Çalışmanın yöntemi hakkında bilgiler veren Araş. Gör. Hüseyin Aksoy ise, Yörüklerin nasıl göç ettiğini görmek, göç sırasında nelerin yaşandığını bilmek, kullandıkları malzemeleri tanımak ve hayata bakışlarını tespit etmek için onlarla uzun süre birlikte yaşadıklarını anlattı. Kültürel yapıları yerinde gözlemleyerek verileri kaydettiklerini belirten Aksoy, “Kaydedilen verileri, yazılı kaynaklarla destekleyerek aynı kültürel yapının tarihsel dönemde ne şekilde yer aldığını incelemeye çalıştık.” dedi.

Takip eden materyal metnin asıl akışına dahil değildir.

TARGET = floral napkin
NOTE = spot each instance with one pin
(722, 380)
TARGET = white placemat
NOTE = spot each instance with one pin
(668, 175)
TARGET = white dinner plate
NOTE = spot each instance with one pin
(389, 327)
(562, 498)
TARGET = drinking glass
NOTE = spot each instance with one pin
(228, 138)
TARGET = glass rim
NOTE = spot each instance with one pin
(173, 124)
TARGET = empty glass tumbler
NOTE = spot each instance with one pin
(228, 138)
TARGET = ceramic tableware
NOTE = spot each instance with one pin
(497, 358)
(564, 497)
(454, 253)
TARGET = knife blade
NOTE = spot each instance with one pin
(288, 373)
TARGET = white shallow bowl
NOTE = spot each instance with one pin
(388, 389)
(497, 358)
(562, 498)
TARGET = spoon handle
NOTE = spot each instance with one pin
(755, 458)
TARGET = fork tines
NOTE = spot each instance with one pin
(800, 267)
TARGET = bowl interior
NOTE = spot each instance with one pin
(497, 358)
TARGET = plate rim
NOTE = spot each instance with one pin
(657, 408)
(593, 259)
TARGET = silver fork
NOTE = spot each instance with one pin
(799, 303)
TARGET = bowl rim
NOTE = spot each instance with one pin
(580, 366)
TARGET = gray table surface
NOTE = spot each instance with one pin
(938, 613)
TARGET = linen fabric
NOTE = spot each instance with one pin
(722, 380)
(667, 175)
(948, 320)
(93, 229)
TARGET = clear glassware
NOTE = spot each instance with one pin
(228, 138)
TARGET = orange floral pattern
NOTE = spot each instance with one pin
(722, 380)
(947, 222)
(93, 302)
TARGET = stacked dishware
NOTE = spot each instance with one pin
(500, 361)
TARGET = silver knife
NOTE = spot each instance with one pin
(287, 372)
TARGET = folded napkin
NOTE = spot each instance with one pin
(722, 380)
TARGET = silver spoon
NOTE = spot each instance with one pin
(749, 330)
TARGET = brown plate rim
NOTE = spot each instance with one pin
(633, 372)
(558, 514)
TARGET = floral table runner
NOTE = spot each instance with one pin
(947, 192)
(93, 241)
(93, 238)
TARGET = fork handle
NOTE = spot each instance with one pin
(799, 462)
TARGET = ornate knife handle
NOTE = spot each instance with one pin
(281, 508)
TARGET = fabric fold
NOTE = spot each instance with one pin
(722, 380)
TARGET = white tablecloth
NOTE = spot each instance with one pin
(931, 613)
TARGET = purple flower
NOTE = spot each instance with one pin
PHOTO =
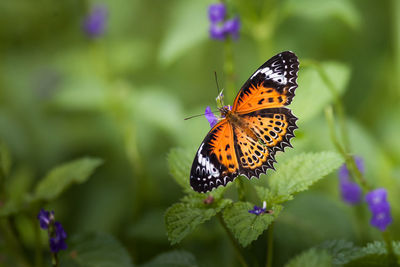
(258, 210)
(56, 232)
(380, 208)
(57, 242)
(95, 23)
(212, 119)
(45, 217)
(220, 29)
(350, 191)
(217, 32)
(216, 12)
(232, 27)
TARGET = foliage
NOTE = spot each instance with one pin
(91, 126)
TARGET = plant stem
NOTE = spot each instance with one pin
(388, 240)
(270, 245)
(233, 241)
(229, 71)
(350, 162)
(240, 188)
(38, 243)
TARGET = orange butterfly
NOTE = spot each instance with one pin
(245, 141)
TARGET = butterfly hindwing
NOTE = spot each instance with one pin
(273, 128)
(215, 162)
(271, 85)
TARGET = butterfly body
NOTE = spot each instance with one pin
(245, 140)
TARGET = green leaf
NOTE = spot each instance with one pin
(61, 177)
(97, 249)
(176, 258)
(343, 10)
(189, 26)
(183, 218)
(5, 161)
(245, 226)
(311, 258)
(340, 250)
(17, 187)
(312, 84)
(373, 255)
(180, 162)
(301, 171)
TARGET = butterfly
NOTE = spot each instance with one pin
(245, 140)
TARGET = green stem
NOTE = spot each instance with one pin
(38, 243)
(270, 245)
(240, 188)
(337, 101)
(350, 162)
(388, 240)
(229, 71)
(233, 241)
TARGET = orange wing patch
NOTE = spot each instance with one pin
(273, 128)
(270, 129)
(215, 163)
(222, 145)
(259, 97)
(252, 154)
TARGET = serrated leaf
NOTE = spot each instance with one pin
(97, 249)
(179, 162)
(372, 255)
(183, 218)
(247, 227)
(340, 250)
(301, 171)
(61, 177)
(176, 258)
(5, 161)
(311, 258)
(312, 84)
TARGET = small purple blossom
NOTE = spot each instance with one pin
(216, 12)
(212, 119)
(232, 27)
(57, 242)
(350, 191)
(220, 29)
(258, 210)
(56, 232)
(95, 23)
(379, 207)
(45, 217)
(217, 32)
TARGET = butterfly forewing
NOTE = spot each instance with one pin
(274, 128)
(215, 162)
(271, 85)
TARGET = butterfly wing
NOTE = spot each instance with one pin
(273, 128)
(215, 162)
(271, 85)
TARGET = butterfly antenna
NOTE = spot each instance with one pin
(194, 116)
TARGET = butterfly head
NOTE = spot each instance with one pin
(220, 99)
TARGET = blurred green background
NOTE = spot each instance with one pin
(123, 96)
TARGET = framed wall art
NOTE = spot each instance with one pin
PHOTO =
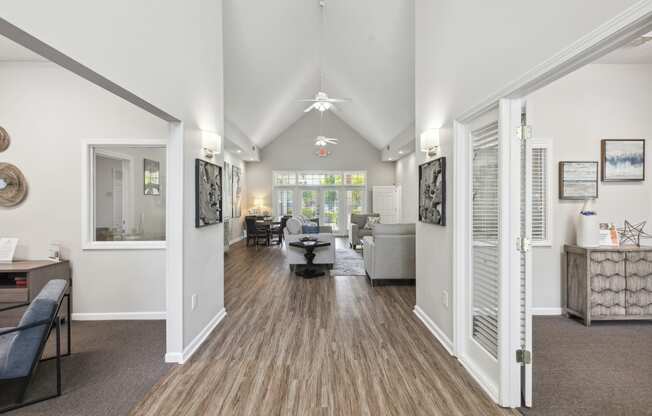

Sarıkeçililerin kimliklerine ilişkin ayrıntıları aktaran Aksoy; köklerinin Oğuzlara dayandığını ve bugün Anadolu’da hayat süren bir topluluk olarak tanımlandığını söyledi. Hüseyin Aksoy,  Yörüklerin keçi ve develerine uygun iklim koşulları ile otlaklara ihtiyaçları olduğu için göçmek zorunda kaldıklarının da altını çizdi. Aksoy, Sarıkeçili Yörüklerinin yerleşmede karşılaştıkları sorunlara da değinerek şu şekilde konuştu: “Hâlen göçer durumda olanların yerleşmede karşılaştıkları sorunlar oldukça karmaşık ve çok boyutludur. Kendi iç dinamikleriyle yerleşmeleri mümkün görünmüyor ancak, kendilerine ev, arazi ve hayvancılığı devam ettirebilmeleri için maddi destek verilmesi gibi uygun olanaklar sağlandığı takdirde, yerleşme eğiliminin öne çıkacağı anlaşılıyor.”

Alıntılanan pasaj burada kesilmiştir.